Step 2: Add milk & sweetener
- Pour the low-fat milk into the cocoa paste and stir well.
- Add your sweetener and vanilla extract, then mix until everything is blended.
Step 3: Chill or serve cold
- You can enjoy it immediately or refrigerate for 30 mins to make it extra refreshing.

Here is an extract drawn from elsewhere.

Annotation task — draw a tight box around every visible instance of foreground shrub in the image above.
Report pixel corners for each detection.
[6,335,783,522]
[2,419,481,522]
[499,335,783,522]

🍴 Nutrition Info (Approximate per serving):
Nutrient | Amount |
---|---|
Calories | 120–150 kcal |
Protein | 8–10g |
Carbs | 15–20g |
Fat | 1–2g |
Sugar | 10–12g (depends on sweetener) |
🕒 When to Drink This?
- Post-workout recovery – Carbs + protein combo helps muscles rebuild and refuel.
- Mid-afternoon snack – Keeps your energy steady and satisfies sweet cravings healthily.
- Before bed (if you want a light protein boost for overnight recovery).
💡 Pro Tips:
- Use unsweetened almond or oat milk if you want a dairy-free version (adjust protein accordingly).
- Add a scoop of protein powder for an extra boost.
- Blend with ice for a cool chocolate shake vibe.